Bündnisse ägyptischer Frauen für eine geschlechtergerechtere Zukunft
Politisch interessierte Ägypterinnen engagieren sich seit Jahren national und international, um Frauen in Rechtsfragen zu unterstützen, sie weiterzubilden, ihnen finanzielle Einkünfte zu ermöglichen oder genderpolitisches Bewusstsein bei ihnen wachzurufen etc. Im April 2011 schlossen sich 16 solcher Organisationen in der Women’s Coalition zusammen. Dieser geht es u.a. um die verfassungsrechtliche Förderung von Frauen und um deren Beteiligung in allen Bereichen der Gesellschaft. Mitte Oktober 2011 wurde auch die 1952 verbotene EFU wieder ins Leben gerufen. Die EFU möchte Sorge tragen, dass sich genügend qualifizierte Frauen zur Wahl stellen sowie sich um die Realisierung von Frauenrechten/-bildung und nicht-genderspezifische Projekte wie etwa die notwendige Verbesserung des gesamten Bildungssystems bemühen.

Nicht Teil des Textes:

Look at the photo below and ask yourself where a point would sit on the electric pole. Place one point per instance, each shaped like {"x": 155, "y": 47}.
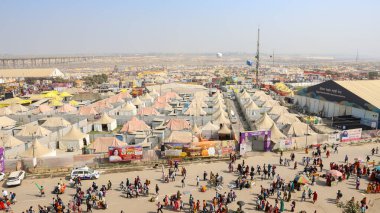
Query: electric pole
{"x": 258, "y": 58}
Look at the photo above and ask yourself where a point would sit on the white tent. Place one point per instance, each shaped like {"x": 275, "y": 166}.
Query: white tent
{"x": 264, "y": 123}
{"x": 210, "y": 131}
{"x": 196, "y": 130}
{"x": 137, "y": 102}
{"x": 287, "y": 118}
{"x": 181, "y": 137}
{"x": 128, "y": 109}
{"x": 221, "y": 119}
{"x": 6, "y": 122}
{"x": 278, "y": 110}
{"x": 276, "y": 134}
{"x": 33, "y": 130}
{"x": 8, "y": 141}
{"x": 218, "y": 113}
{"x": 37, "y": 150}
{"x": 74, "y": 139}
{"x": 55, "y": 122}
{"x": 105, "y": 123}
{"x": 298, "y": 129}
{"x": 195, "y": 111}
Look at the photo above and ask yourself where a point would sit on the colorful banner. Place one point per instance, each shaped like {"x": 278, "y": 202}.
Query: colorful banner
{"x": 351, "y": 135}
{"x": 2, "y": 159}
{"x": 125, "y": 153}
{"x": 244, "y": 138}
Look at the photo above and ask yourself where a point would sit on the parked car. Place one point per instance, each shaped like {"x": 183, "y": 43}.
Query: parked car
{"x": 15, "y": 178}
{"x": 2, "y": 175}
{"x": 233, "y": 117}
{"x": 85, "y": 173}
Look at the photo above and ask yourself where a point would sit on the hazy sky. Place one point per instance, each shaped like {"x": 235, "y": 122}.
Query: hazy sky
{"x": 324, "y": 27}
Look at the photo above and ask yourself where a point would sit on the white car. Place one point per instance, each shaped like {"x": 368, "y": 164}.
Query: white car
{"x": 15, "y": 178}
{"x": 85, "y": 173}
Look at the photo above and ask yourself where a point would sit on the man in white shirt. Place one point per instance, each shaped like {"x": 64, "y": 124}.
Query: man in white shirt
{"x": 5, "y": 193}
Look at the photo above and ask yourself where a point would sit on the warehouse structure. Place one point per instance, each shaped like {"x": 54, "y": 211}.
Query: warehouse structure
{"x": 358, "y": 100}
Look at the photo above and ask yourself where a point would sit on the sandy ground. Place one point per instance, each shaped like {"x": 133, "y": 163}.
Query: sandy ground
{"x": 27, "y": 194}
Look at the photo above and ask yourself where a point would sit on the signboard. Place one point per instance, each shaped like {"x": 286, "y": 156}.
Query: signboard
{"x": 124, "y": 153}
{"x": 351, "y": 135}
{"x": 2, "y": 159}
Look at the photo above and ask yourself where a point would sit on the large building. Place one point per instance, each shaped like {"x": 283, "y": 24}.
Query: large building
{"x": 360, "y": 99}
{"x": 7, "y": 75}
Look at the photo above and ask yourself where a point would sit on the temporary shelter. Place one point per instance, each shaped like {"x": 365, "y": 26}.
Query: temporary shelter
{"x": 147, "y": 98}
{"x": 33, "y": 130}
{"x": 270, "y": 103}
{"x": 162, "y": 104}
{"x": 221, "y": 119}
{"x": 148, "y": 111}
{"x": 210, "y": 131}
{"x": 196, "y": 130}
{"x": 219, "y": 112}
{"x": 5, "y": 111}
{"x": 135, "y": 125}
{"x": 105, "y": 123}
{"x": 37, "y": 150}
{"x": 137, "y": 102}
{"x": 195, "y": 111}
{"x": 74, "y": 139}
{"x": 224, "y": 132}
{"x": 298, "y": 129}
{"x": 287, "y": 118}
{"x": 43, "y": 109}
{"x": 172, "y": 95}
{"x": 154, "y": 93}
{"x": 276, "y": 134}
{"x": 6, "y": 122}
{"x": 67, "y": 108}
{"x": 101, "y": 144}
{"x": 8, "y": 141}
{"x": 264, "y": 123}
{"x": 128, "y": 109}
{"x": 181, "y": 137}
{"x": 15, "y": 108}
{"x": 54, "y": 122}
{"x": 87, "y": 110}
{"x": 177, "y": 124}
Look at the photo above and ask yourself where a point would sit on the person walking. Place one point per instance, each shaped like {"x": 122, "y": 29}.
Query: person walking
{"x": 303, "y": 198}
{"x": 183, "y": 182}
{"x": 159, "y": 207}
{"x": 157, "y": 189}
{"x": 315, "y": 197}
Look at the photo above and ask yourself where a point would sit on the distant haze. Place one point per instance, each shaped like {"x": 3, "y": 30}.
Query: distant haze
{"x": 312, "y": 27}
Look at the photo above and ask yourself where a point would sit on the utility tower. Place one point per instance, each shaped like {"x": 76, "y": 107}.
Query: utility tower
{"x": 258, "y": 58}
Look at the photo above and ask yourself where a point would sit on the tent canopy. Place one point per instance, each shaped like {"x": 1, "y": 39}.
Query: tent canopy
{"x": 9, "y": 141}
{"x": 53, "y": 122}
{"x": 298, "y": 129}
{"x": 178, "y": 124}
{"x": 74, "y": 134}
{"x": 264, "y": 123}
{"x": 33, "y": 130}
{"x": 105, "y": 119}
{"x": 135, "y": 125}
{"x": 37, "y": 150}
{"x": 101, "y": 144}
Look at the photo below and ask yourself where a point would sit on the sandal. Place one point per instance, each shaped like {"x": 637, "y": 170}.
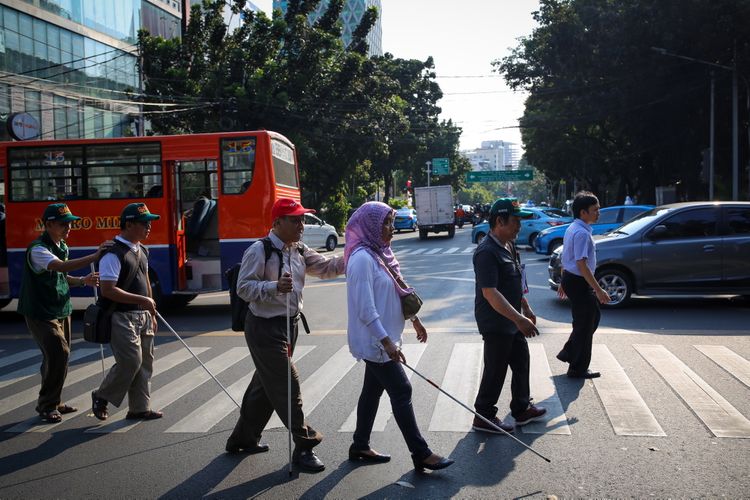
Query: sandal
{"x": 63, "y": 409}
{"x": 99, "y": 407}
{"x": 51, "y": 416}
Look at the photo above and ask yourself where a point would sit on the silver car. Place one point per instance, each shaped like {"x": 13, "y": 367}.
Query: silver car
{"x": 694, "y": 248}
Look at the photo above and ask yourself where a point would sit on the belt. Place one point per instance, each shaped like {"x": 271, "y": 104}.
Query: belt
{"x": 294, "y": 319}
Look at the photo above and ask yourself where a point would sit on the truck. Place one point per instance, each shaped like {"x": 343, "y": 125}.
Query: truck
{"x": 434, "y": 205}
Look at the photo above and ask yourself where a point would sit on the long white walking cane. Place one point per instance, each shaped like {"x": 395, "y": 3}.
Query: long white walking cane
{"x": 289, "y": 370}
{"x": 96, "y": 299}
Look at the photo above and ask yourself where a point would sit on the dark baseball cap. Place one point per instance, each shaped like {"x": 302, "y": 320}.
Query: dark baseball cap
{"x": 58, "y": 212}
{"x": 509, "y": 206}
{"x": 137, "y": 212}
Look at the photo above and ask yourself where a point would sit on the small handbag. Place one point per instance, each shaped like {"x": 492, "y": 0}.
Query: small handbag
{"x": 410, "y": 303}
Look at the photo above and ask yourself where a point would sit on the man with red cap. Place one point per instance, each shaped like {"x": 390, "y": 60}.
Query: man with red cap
{"x": 264, "y": 282}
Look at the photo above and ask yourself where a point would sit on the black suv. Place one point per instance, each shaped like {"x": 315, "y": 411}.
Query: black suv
{"x": 693, "y": 248}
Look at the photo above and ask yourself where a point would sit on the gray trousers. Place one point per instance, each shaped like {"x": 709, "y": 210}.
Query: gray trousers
{"x": 53, "y": 337}
{"x": 133, "y": 347}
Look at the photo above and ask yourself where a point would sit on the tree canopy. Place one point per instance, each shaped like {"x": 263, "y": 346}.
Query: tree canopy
{"x": 610, "y": 111}
{"x": 354, "y": 120}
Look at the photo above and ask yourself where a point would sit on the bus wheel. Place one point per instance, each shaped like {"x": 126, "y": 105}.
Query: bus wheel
{"x": 331, "y": 243}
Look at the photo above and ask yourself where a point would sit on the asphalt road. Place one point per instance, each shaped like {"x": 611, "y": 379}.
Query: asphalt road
{"x": 600, "y": 438}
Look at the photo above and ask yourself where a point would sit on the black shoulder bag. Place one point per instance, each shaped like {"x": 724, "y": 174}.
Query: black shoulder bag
{"x": 97, "y": 320}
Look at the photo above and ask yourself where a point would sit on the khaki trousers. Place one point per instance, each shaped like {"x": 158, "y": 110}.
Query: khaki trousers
{"x": 132, "y": 344}
{"x": 53, "y": 337}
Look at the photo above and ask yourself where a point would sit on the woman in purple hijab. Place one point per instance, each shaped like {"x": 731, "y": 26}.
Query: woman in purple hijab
{"x": 376, "y": 322}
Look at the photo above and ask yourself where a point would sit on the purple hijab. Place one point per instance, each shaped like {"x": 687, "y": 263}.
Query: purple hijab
{"x": 365, "y": 229}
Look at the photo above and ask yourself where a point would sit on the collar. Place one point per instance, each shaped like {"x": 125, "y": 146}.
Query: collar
{"x": 132, "y": 246}
{"x": 585, "y": 226}
{"x": 276, "y": 241}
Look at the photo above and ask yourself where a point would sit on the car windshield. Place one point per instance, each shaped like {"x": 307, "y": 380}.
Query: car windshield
{"x": 554, "y": 212}
{"x": 642, "y": 220}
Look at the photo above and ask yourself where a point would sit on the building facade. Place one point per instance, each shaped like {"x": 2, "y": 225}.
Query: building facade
{"x": 72, "y": 64}
{"x": 351, "y": 15}
{"x": 494, "y": 155}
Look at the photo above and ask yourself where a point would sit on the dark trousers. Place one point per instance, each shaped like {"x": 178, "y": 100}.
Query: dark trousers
{"x": 586, "y": 316}
{"x": 267, "y": 392}
{"x": 501, "y": 351}
{"x": 389, "y": 376}
{"x": 53, "y": 338}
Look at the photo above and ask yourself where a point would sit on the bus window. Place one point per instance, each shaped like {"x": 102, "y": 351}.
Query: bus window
{"x": 46, "y": 173}
{"x": 123, "y": 170}
{"x": 237, "y": 164}
{"x": 283, "y": 164}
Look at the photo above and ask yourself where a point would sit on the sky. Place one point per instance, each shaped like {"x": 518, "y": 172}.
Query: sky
{"x": 463, "y": 37}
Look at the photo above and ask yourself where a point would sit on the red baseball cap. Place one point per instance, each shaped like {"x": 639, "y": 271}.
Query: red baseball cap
{"x": 288, "y": 206}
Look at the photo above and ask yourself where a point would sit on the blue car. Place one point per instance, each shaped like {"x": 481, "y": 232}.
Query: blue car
{"x": 609, "y": 218}
{"x": 406, "y": 218}
{"x": 543, "y": 218}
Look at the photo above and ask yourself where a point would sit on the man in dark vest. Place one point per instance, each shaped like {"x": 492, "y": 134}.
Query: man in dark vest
{"x": 123, "y": 273}
{"x": 45, "y": 303}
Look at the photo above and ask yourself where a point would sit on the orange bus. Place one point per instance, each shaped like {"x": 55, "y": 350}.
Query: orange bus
{"x": 214, "y": 193}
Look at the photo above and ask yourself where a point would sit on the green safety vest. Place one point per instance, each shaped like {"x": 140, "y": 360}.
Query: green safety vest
{"x": 45, "y": 295}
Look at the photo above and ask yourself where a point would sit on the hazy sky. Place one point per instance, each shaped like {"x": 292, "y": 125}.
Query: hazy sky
{"x": 463, "y": 37}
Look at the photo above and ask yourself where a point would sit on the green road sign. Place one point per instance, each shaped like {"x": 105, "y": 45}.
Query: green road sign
{"x": 500, "y": 176}
{"x": 440, "y": 166}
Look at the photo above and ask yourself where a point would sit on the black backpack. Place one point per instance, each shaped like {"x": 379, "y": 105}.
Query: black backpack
{"x": 237, "y": 304}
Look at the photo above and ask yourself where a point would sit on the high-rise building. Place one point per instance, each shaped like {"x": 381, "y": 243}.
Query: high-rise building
{"x": 71, "y": 64}
{"x": 231, "y": 19}
{"x": 351, "y": 15}
{"x": 494, "y": 155}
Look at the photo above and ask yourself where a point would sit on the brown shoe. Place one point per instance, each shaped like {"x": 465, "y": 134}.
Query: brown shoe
{"x": 531, "y": 414}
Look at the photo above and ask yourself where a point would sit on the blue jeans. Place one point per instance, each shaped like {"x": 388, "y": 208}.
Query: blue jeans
{"x": 390, "y": 377}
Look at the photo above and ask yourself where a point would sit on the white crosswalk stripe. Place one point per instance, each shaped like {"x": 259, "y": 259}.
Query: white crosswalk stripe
{"x": 733, "y": 363}
{"x": 213, "y": 411}
{"x": 461, "y": 380}
{"x": 168, "y": 394}
{"x": 83, "y": 400}
{"x": 721, "y": 418}
{"x": 545, "y": 395}
{"x": 625, "y": 408}
{"x": 413, "y": 353}
{"x": 320, "y": 383}
{"x": 31, "y": 370}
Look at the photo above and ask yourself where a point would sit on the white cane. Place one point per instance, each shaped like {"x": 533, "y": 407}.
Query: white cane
{"x": 96, "y": 299}
{"x": 289, "y": 372}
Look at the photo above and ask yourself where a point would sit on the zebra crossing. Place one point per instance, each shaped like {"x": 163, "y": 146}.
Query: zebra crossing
{"x": 453, "y": 251}
{"x": 625, "y": 408}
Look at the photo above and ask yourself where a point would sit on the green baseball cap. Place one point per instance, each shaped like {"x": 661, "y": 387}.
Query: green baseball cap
{"x": 58, "y": 212}
{"x": 509, "y": 206}
{"x": 137, "y": 212}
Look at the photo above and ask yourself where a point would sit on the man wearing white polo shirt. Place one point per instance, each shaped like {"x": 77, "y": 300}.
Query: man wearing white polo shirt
{"x": 579, "y": 284}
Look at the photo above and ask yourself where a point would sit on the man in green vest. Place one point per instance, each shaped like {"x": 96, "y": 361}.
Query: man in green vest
{"x": 45, "y": 303}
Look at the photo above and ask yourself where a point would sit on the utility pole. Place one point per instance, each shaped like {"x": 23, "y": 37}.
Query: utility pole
{"x": 735, "y": 121}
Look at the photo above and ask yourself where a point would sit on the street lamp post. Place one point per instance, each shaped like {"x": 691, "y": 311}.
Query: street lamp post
{"x": 735, "y": 121}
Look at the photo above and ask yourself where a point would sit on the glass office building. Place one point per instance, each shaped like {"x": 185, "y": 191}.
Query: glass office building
{"x": 72, "y": 64}
{"x": 351, "y": 15}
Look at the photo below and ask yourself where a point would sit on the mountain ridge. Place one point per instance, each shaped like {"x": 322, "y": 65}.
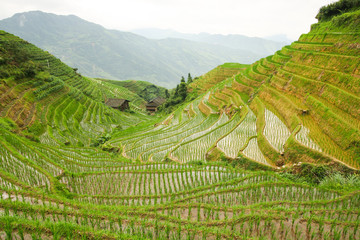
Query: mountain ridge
{"x": 123, "y": 55}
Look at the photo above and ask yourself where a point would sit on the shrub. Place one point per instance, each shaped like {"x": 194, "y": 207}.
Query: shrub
{"x": 339, "y": 181}
{"x": 337, "y": 8}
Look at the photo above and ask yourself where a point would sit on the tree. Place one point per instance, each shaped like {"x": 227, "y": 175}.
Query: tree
{"x": 189, "y": 78}
{"x": 167, "y": 94}
{"x": 182, "y": 79}
{"x": 182, "y": 91}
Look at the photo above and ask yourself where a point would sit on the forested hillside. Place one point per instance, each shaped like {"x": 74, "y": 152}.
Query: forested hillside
{"x": 266, "y": 151}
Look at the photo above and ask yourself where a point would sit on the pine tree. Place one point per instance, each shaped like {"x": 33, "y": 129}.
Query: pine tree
{"x": 182, "y": 91}
{"x": 189, "y": 78}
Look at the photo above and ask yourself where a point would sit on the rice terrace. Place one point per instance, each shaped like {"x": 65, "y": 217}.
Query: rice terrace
{"x": 269, "y": 150}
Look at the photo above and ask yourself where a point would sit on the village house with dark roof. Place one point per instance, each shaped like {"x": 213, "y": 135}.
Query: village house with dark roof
{"x": 121, "y": 104}
{"x": 154, "y": 104}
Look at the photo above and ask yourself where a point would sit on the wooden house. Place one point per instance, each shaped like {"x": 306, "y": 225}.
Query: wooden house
{"x": 121, "y": 104}
{"x": 154, "y": 104}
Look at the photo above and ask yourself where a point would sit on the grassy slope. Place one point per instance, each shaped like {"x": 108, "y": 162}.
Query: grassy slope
{"x": 39, "y": 91}
{"x": 76, "y": 192}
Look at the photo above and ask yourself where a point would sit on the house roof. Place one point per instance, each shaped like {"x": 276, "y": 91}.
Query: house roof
{"x": 156, "y": 102}
{"x": 115, "y": 102}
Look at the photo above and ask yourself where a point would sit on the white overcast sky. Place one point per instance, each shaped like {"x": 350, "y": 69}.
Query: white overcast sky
{"x": 258, "y": 18}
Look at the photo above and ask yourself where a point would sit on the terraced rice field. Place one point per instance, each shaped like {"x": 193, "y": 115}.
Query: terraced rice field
{"x": 73, "y": 168}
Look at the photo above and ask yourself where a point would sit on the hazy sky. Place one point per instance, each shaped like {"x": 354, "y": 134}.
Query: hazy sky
{"x": 248, "y": 17}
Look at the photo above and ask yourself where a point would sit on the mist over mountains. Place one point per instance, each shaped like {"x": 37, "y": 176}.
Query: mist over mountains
{"x": 112, "y": 54}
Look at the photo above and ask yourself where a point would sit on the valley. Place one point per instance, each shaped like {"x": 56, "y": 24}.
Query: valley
{"x": 268, "y": 150}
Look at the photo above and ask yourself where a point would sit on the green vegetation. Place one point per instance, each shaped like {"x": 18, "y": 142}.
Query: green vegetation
{"x": 265, "y": 151}
{"x": 337, "y": 8}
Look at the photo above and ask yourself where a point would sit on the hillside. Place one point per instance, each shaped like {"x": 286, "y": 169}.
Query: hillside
{"x": 260, "y": 46}
{"x": 110, "y": 54}
{"x": 299, "y": 105}
{"x": 52, "y": 103}
{"x": 144, "y": 90}
{"x": 267, "y": 151}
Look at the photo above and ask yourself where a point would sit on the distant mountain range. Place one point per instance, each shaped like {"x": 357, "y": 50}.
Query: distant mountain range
{"x": 260, "y": 46}
{"x": 113, "y": 54}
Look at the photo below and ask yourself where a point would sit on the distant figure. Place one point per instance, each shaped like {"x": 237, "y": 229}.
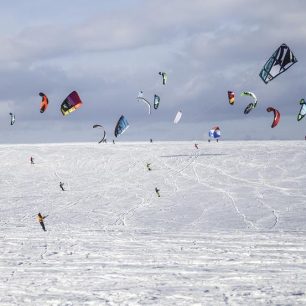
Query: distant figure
{"x": 40, "y": 219}
{"x": 62, "y": 186}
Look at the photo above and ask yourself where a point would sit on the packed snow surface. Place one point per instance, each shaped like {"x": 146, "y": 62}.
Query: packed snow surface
{"x": 228, "y": 228}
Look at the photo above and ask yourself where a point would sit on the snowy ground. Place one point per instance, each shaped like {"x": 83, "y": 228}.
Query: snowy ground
{"x": 229, "y": 227}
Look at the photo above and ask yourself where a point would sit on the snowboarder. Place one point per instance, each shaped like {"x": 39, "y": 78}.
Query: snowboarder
{"x": 62, "y": 186}
{"x": 40, "y": 219}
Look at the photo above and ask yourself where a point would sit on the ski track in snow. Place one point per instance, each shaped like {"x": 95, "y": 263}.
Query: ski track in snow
{"x": 228, "y": 229}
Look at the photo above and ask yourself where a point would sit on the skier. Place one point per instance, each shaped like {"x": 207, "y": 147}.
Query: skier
{"x": 40, "y": 219}
{"x": 62, "y": 186}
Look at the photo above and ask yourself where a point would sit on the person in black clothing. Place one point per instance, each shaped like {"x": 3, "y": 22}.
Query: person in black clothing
{"x": 62, "y": 186}
{"x": 40, "y": 219}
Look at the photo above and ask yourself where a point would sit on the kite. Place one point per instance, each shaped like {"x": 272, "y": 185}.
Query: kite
{"x": 71, "y": 103}
{"x": 250, "y": 105}
{"x": 231, "y": 97}
{"x": 279, "y": 62}
{"x": 177, "y": 117}
{"x": 164, "y": 76}
{"x": 214, "y": 132}
{"x": 12, "y": 118}
{"x": 302, "y": 111}
{"x": 44, "y": 102}
{"x": 140, "y": 97}
{"x": 121, "y": 126}
{"x": 156, "y": 101}
{"x": 276, "y": 116}
{"x": 104, "y": 133}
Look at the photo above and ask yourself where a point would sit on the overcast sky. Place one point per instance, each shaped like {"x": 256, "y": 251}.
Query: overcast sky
{"x": 110, "y": 50}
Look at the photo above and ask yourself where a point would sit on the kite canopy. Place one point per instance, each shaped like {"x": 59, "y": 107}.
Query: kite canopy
{"x": 231, "y": 97}
{"x": 71, "y": 103}
{"x": 121, "y": 126}
{"x": 12, "y": 118}
{"x": 141, "y": 98}
{"x": 164, "y": 77}
{"x": 178, "y": 117}
{"x": 250, "y": 105}
{"x": 279, "y": 62}
{"x": 156, "y": 101}
{"x": 302, "y": 111}
{"x": 214, "y": 132}
{"x": 44, "y": 102}
{"x": 104, "y": 133}
{"x": 276, "y": 116}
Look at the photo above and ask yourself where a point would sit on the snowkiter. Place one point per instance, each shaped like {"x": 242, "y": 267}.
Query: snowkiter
{"x": 62, "y": 186}
{"x": 40, "y": 219}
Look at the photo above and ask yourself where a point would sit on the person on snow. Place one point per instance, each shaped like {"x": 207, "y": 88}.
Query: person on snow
{"x": 40, "y": 219}
{"x": 62, "y": 186}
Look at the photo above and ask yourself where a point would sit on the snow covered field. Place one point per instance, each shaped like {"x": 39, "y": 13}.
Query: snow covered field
{"x": 229, "y": 227}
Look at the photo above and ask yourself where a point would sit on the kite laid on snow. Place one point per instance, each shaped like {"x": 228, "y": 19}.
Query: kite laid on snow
{"x": 121, "y": 126}
{"x": 302, "y": 111}
{"x": 231, "y": 97}
{"x": 276, "y": 116}
{"x": 12, "y": 118}
{"x": 214, "y": 132}
{"x": 178, "y": 117}
{"x": 44, "y": 102}
{"x": 71, "y": 103}
{"x": 250, "y": 105}
{"x": 104, "y": 133}
{"x": 164, "y": 77}
{"x": 279, "y": 62}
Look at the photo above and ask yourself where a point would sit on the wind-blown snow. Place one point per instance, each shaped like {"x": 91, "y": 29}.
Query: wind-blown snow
{"x": 229, "y": 227}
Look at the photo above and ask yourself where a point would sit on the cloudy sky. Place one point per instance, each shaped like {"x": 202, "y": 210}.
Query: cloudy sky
{"x": 109, "y": 50}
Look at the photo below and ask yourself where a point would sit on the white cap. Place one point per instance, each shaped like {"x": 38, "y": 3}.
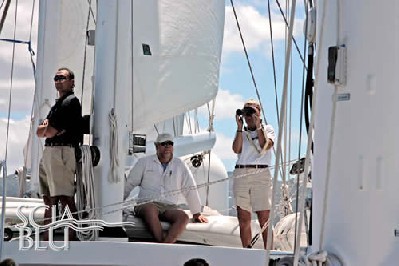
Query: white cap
{"x": 164, "y": 137}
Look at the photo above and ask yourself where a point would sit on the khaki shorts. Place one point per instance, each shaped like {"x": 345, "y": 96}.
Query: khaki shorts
{"x": 252, "y": 188}
{"x": 162, "y": 207}
{"x": 57, "y": 171}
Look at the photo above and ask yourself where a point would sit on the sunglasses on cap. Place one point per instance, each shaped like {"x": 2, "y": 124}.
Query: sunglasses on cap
{"x": 166, "y": 143}
{"x": 59, "y": 77}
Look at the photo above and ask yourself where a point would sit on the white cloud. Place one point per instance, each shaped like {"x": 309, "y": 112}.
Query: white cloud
{"x": 226, "y": 105}
{"x": 17, "y": 137}
{"x": 23, "y": 26}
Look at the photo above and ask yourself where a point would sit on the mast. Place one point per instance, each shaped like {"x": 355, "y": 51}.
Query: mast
{"x": 112, "y": 80}
{"x": 355, "y": 200}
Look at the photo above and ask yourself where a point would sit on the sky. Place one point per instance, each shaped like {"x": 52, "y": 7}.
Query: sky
{"x": 235, "y": 80}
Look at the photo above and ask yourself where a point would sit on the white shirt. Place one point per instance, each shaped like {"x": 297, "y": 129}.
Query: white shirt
{"x": 255, "y": 155}
{"x": 163, "y": 185}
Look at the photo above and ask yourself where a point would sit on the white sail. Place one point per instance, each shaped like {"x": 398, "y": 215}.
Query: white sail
{"x": 182, "y": 72}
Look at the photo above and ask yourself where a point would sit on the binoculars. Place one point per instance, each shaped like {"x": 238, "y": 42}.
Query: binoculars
{"x": 248, "y": 111}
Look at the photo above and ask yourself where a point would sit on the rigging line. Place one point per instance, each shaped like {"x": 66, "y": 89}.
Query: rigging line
{"x": 32, "y": 53}
{"x": 209, "y": 174}
{"x": 85, "y": 54}
{"x": 91, "y": 12}
{"x": 282, "y": 114}
{"x": 3, "y": 17}
{"x": 7, "y": 133}
{"x": 2, "y": 3}
{"x": 297, "y": 230}
{"x": 247, "y": 56}
{"x": 293, "y": 39}
{"x": 273, "y": 61}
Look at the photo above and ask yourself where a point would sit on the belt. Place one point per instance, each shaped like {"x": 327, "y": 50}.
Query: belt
{"x": 56, "y": 144}
{"x": 251, "y": 166}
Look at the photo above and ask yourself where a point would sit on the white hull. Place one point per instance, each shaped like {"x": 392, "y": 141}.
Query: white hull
{"x": 130, "y": 253}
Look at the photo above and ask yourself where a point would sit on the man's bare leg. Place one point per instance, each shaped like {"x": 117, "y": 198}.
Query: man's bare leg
{"x": 149, "y": 213}
{"x": 244, "y": 220}
{"x": 178, "y": 220}
{"x": 263, "y": 216}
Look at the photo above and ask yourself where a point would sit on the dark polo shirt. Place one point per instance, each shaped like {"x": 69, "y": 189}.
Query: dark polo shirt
{"x": 66, "y": 117}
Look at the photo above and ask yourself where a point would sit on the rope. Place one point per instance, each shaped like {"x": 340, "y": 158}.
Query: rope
{"x": 256, "y": 237}
{"x": 273, "y": 60}
{"x": 3, "y": 166}
{"x": 283, "y": 107}
{"x": 246, "y": 55}
{"x": 85, "y": 195}
{"x": 319, "y": 47}
{"x": 293, "y": 39}
{"x": 114, "y": 178}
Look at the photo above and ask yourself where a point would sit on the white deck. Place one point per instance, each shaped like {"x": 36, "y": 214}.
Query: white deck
{"x": 133, "y": 254}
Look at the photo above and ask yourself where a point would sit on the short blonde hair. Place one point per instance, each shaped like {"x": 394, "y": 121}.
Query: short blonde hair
{"x": 252, "y": 102}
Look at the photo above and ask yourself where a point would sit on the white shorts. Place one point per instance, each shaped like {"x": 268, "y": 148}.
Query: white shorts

Solche Bündnisse hinsichtlich Fraueninteressen sind ohne Frage sinnvoll. Allerdings darf nicht aus dem Blick geraten, dass eine generelle Stärkung von Frauen, angestrebte Gesetzesreformen und Frauenquoten in gleich welchen Institutionen allein keine grundlegenden Veränderungen patriarchalischer Strukturen herbeiführen. Es müsste auch überlegt werden, wie ein Wandel des traditionellen Männerbildes angestoßen werden kann, z.B. über eine Zusammenarbeit mit feministisch eingestellten Männern an prominenten Stellen. Hier wäre unbedingt auszuloten, ob es Chancen auf eine konstruktive Auseinandersetzung mit religiösen Institutionen gibt, die nach wie vor einen immensen Einfluss auf öffentliche Meinungen haben. Dazu wäre das Fachwissen religiös gut Gebildeter dringend vonnöten, die innerhalb dieser überwiegend konservativ eingestellten Männerdomäne ernst genommen werden, um über alternative bzw. feministische Interpretationen religiöser Quellentexte nachhaltig diskutieren zu können. Steht der Austausch mit Frauen-NGO’s anderer arabischer Staaten quasi selbstredend auf dem Programm, da ähnliche Schwierigkeiten und vergleichbare Interessen vorausgesetzt werden, ist fraglich, wie eng feministische Initiativen Ägyptens bzw. der arabischen Welt mit ‚westlichen‘ Kräften kooperieren möchten. Auf der einen Seite wird ‚westliches‘ Know-how und Wissen sicherlich geschätzt. Aber in der Vergangenheit zeigte sich bereits des Öfteren, dass die Ansichten darüber, wie soziale Veränderungen herbeigeführt werden können, stark divergieren und dass es auf ‚westlicher‘ Seite erhebliche Schwierigkeiten gibt, Araber_innen ihre eigenen Vorstellungen von Feminismus und Emanzipation zuzugestehen oder man sich ihnen darin sogar überlegen fühlt. In Anbetracht dessen ist ein Dialog auf Augenhöhe sowie das Aushalten können unterschiedlicher Ansätze und konkreter Zielsetzungen mehr als erstrebenswert.

 

Mona Hanafi El Siofi, M.A., lebt und arbeitet seit 2008 in Kairo. Sie ist Redakteurin der Freiburger GeschlechterStudien. Publikation: „Der Westen – ein Sodom und Gomorrha? Westliche Frauen und Männer im Fokus ägyptischer Musliminnen.“ (Ulrike Helmer Verlag, Sulzbach/Taunus 2009).